I would like to add a column with computed values to my MSSQL database, but I don't know how to create the SQL code
My data contains the columns PricePerUnit
and Instance_Type
I would like the new computed value column to show what percentage cheaper each Instance_Type is versus the most expensive of that same Instance_Type. For example the most expensive c5.12xlarge is on the first row (London) and therefore is 0% cheaper, but the same c5.12xlarge is Ireland is cheaper by 4.95%, and in Oregon that identical Instance_Type of c5.12xlarge is 15.84% cheaper. I would like the computed value column in SQL to show 0% and 4.95%. 15.84% and so on.
In Excel I would use the following
formula =(MAXIFS(A:A,B:B,B2)-A2)/MAXIFS(A:A,B:B,B2)
The database table is called AmazonEC2
Here is an image of it working in Excel. The first blue table is identical to the data in the SQL database, the black table represents what I want to achieve in SQL.
I don't think it would be good (it may not even be possible) to do this as a computed column.

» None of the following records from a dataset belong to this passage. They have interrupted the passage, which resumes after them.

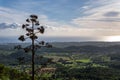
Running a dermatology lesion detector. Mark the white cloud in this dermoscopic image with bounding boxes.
[72,0,120,36]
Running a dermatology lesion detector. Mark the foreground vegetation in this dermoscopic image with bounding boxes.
[0,42,120,80]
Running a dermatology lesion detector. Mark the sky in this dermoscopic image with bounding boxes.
[0,0,120,42]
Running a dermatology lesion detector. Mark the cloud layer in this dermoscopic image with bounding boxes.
[0,0,120,41]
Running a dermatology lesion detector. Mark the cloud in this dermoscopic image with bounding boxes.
[104,11,120,17]
[72,0,120,29]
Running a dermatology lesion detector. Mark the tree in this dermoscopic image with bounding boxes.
[15,15,52,80]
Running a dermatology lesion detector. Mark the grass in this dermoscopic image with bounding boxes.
[76,59,91,63]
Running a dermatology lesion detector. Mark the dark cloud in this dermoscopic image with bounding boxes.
[104,11,120,17]
[0,23,18,29]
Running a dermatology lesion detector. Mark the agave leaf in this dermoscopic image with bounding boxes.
[18,35,25,41]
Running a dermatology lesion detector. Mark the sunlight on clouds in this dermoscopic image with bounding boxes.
[104,36,120,42]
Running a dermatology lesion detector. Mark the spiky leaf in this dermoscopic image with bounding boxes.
[18,35,25,41]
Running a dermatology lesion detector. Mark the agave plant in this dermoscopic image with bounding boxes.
[15,15,52,80]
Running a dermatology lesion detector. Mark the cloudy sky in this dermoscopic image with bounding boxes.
[0,0,120,42]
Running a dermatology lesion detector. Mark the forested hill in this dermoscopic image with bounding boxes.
[0,42,120,53]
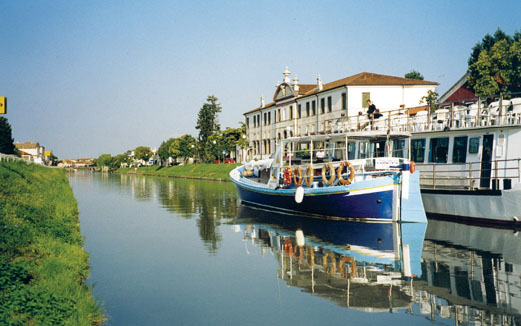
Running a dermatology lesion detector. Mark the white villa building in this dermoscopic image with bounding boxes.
[242,67,438,160]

From the comments it seems the data type of PricePerUnit is nvarchar(). If that is the case I must point out that is poor database design. I understand that may be beyond your control to change.
Anyway, I created an AmazonEC2 table as I think you may have it. Using your spreadsheet of data I created insert statements to populate that table with your data using the following formula.
=CONCATENATE("insert into AmazonEC2 (PricePerUnit, Instance_Type, Instance_Family, Location) values ('", A2, "', ", "'", B2, "', '", C2, "', '", D2, "')")
I built all of that into a dbfiddle so you can see it in action and so that other people here can manipulate the data and try different approaches.
Here is final SQL statement to retrieve your data and calculate the PercentCheaper at the time of retrieval. You could also create a view based on this SQL statement.
SELECT
x.PricePerUnit
, x.Instance_Type
, x.Instance_Family
, x.Location
, FORMAT((x.MaxPricePerUnit - convert(decimal(10, 2), PricePerUnit)) / x.MaxPricePerUnit, 'P') AS PercentCheaper
FROM (
SELECT
PricePerUnit
, Instance_Type
, Instance_Family
, Location
, MAX(convert(decimal(10, 2), PricePerUnit)) OVER (PARTITION BY Instance_Type) AS MaxPricePerUnit
FROM AmazonEC2
) x;
What we are doing here is getting the maximum PricePerUnit for each Instance_Type in the subquery which I have aliased as "x". Then I select from that and perform the calculation to find the PercentCheaper for each row.
Since it seems PricePerUnit is an nvarchar() column you need to convert it to a number in order to do the calculations. Note that you do not need to convert MaxPricePerUnit because the conversion happened before it was used as an input to the MAX() function resulting in an output with a decimal(10,2) data type.